Selama ini, Bank Indonesia melakukan operasi moneter di pasar melalui intervensi dua sisi atau disebut dual intervention baik di rupiah maupun valas. Artinya, kalau BI menjual valas dan mendapatkan rupiah dari pasar, maka rupiah harus dikembalikan ke pasar dengan cara membeli Surat Berharga Negara (SBN). Agar kondisi likuiditas di pasar tidak terlalu ketat.

Bank Indonesia juga tengah mengkaji instrumen pendalaman pasar keuangan untuk menjaga stabilitas nilai tukar. Dalam waktu dekat, BI akan mengeluarkan produk-produk baru dengan beberapa instrumen jangka pendek maupun jangka menengah.

"Sasarannya kami ingin menyerap ekses likuiditas agar tdk terllau banyak dan tentunya menggunakan insturmen yg lebih panjang agar bisa stay sehingga tdk berdampak pada volatilitas nilai tukar," terangnya.

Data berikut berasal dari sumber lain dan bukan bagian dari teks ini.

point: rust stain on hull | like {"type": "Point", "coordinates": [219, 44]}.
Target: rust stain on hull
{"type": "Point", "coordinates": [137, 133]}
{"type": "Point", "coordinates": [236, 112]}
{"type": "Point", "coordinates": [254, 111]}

Bank Indonesia telah memutuskan untuk mempertahankan kebijakan moneter dengan mempertahankan BI rate di level 7,5 persen.

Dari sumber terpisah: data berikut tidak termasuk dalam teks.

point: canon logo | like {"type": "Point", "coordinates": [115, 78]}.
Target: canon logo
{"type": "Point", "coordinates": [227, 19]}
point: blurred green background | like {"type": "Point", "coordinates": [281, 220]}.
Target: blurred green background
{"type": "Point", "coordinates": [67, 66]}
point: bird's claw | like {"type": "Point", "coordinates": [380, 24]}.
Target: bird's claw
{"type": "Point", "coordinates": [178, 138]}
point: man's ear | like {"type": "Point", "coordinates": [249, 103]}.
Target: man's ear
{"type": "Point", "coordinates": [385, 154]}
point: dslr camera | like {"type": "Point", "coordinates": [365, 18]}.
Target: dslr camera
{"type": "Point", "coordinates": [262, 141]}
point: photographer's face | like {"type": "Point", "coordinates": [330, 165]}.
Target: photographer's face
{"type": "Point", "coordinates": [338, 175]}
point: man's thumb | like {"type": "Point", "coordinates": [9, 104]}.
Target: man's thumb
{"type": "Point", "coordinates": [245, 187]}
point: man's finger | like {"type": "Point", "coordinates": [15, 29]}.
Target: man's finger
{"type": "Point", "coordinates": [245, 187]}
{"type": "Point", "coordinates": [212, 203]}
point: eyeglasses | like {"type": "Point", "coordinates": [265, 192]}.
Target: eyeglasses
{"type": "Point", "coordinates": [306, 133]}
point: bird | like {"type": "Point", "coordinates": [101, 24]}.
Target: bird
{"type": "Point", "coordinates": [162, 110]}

Keputusan tersebut telah mempertimbangkan dan mengantisipasi keputusan rapat FOMC the Fed. Termasuk jika the Fed mempertahankan atau menaikkan Fed Fund Rate (FFR). Tirta menjelaskan, kebijakan moneter Bank Indonesia tidak seperti the Fed yang memberikan forward guidence.

Bank Indonesia menggunakan data dependen dengan melakukan asessment secara menyeluruh dari semua aspek eksternal dan internal. "Sudah antisipasi.  Itu sudah mempertimbangkan fed fund rate naik ataupun tidak BI rate-nya sudah memperhitungkan," ujarnya.

Ekonom Indef, Eko Listianto, memprediksikan the Fed belum akan menaikkan Fed Fund Rate. Terutama karena tingkat inflasi di AS belum sesuai yang diharapkan. Selain itu, juga berkaitan dengan Cina yang mendevaluasi mata uang yuan.

"AS khawatir produk-produknya akan kalah dari sisi harga, sehingga bisa menurunkan perekonomiannya, yang akhirnya dapat mengurangi tingkat penyerapan kerja," terangnya saat dihubungi Republika.co.id.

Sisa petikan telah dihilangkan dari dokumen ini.